Trudeau tem enfrentado perguntas diariamente sobre a situação no Afeganistão, onde o Canadá embarcou cerca de 3.700 cidadãos canadenses e refugiados afegãos em voos de evacuação nas últimas semanas.
 
Relatos de pelo menos duas explosões perto do aeroporto de Cabul na manhã desta quinta, confirmados pelo Pentágono, novamente desviaram a atenção da mensagem de campanha do líder liberal sobre o apoio a idosos de baixa renda durante uma parada de campanha na cidade de Quebec.
 
Trudeau disse que foi um "dia muito difícil", mas disse que o compromisso de Ottawa de reassentar mais de 20.000 afegãos no Canadá e apoiar os residentes na região devastada pela guerra vai continuar.
 
“Nosso compromisso com o Afeganistão não acabou.
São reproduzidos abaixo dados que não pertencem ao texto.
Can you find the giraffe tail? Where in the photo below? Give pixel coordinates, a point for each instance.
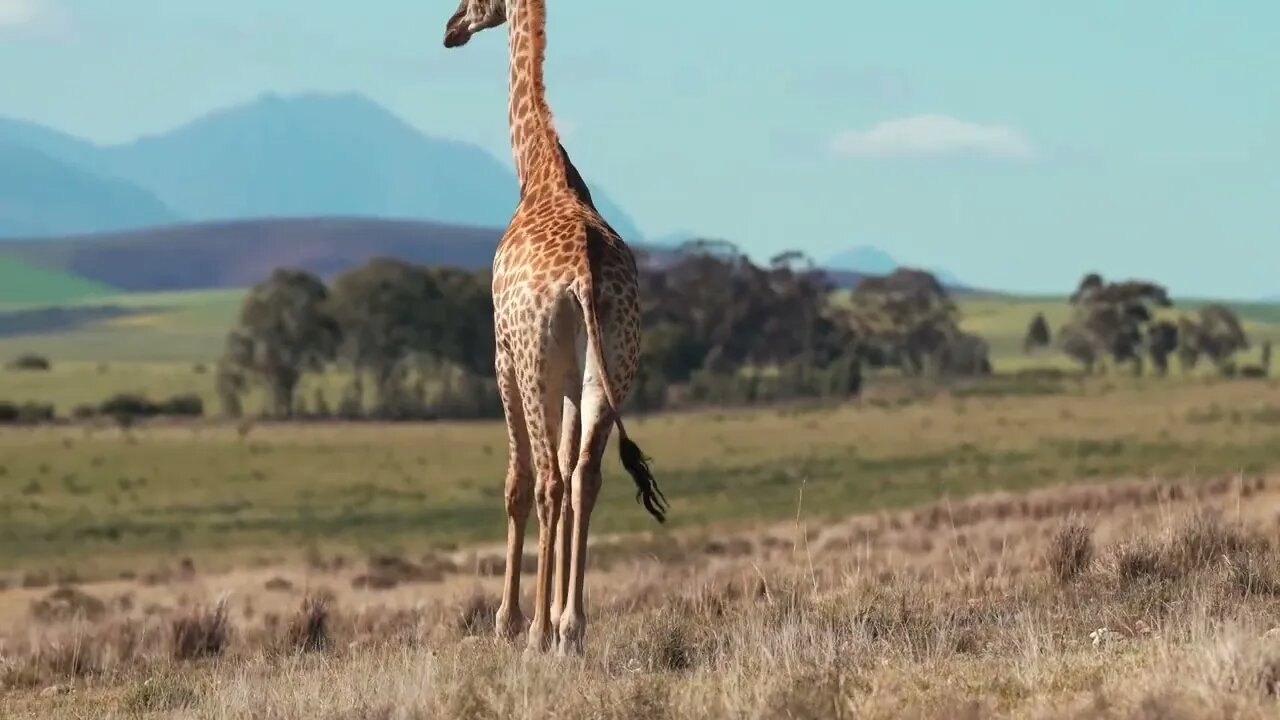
(634, 459)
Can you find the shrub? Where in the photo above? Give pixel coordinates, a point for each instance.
(35, 413)
(1070, 551)
(127, 406)
(30, 361)
(26, 413)
(182, 406)
(200, 633)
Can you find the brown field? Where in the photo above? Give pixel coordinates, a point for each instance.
(1148, 591)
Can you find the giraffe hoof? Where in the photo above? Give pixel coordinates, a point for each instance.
(510, 624)
(539, 641)
(572, 633)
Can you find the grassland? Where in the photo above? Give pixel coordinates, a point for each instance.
(168, 341)
(1134, 598)
(915, 554)
(42, 286)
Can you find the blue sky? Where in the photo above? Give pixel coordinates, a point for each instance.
(1014, 145)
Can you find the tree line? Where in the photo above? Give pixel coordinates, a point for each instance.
(1120, 322)
(416, 342)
Sim, esta fase da ponte aérea de emergência facilitada pelos americanos até que eles finalmente retirem foi importante e foi algo em que estivemos de todo o coração nas últimas semanas ", disse ele.
 
“Este momento em particular acabou e é doloroso ver, mas há muito mais a fazer e o Canadá continuará a estar presente para os afegãos e o povo afegão.”
 
O líder do NDP, Jagmeet Singh, disse que a saída do Canadá foi um "fracasso".
 
“Muitos veteranos levantaram preocupações sobre o processo ser muito complicado, exigindo acesso à Internet quando muitas pessoas não tinham, e simplesmente não atendendo às necessidades das pessoas em uma crise”, disse ele em Winnipeg, onde destacou o penhor sobre habitação do NDP.
 
“É com o coração pesado que agora vemos milhares de nossos aliados, pessoas que colocaram suas vidas em risco para apoiar nossas tropas, agora sendo deixados para trás”.
 
O líder conservador Erin O’Toole disse na quarta-feira (25) que Trudeau “abandonou as pessoas de lá” e esperou muito para agir.
 
Enquanto isso, as taxas de hospitalização por COVID-19 em várias províncias continuam a aumentar à medida que a quarta onda aumenta, antes que as crianças voltem para a escola.
 
Trudeau evitou responder diretamente a uma pergunta sobre se ele apoiava o uso de doses de reforço para canadenses. A Organização Mundial da Saúde pediu uma moratória nas doses de reforço em uma tentativa de canalizar mais vacinas para partes do mundo com baixas taxas de inoculação.
 
“Nas doses de reforço, nas novas vacinações, sempre estaremos atentos às recomendações dos nossos funcionários de saúde pública. Mas a realidade é que quanto mais canadenses forem vacinados - quanto mais esse número aumentar - mais seguros estaremos e melhor seremos capazes de garantir o fim desta pandemia em todo o mundo também”, ele disse.
 
Ele observou que o Canadá começou a doar dezenas de milhões de doses excedentes de vacinas para países de baixa e média renda.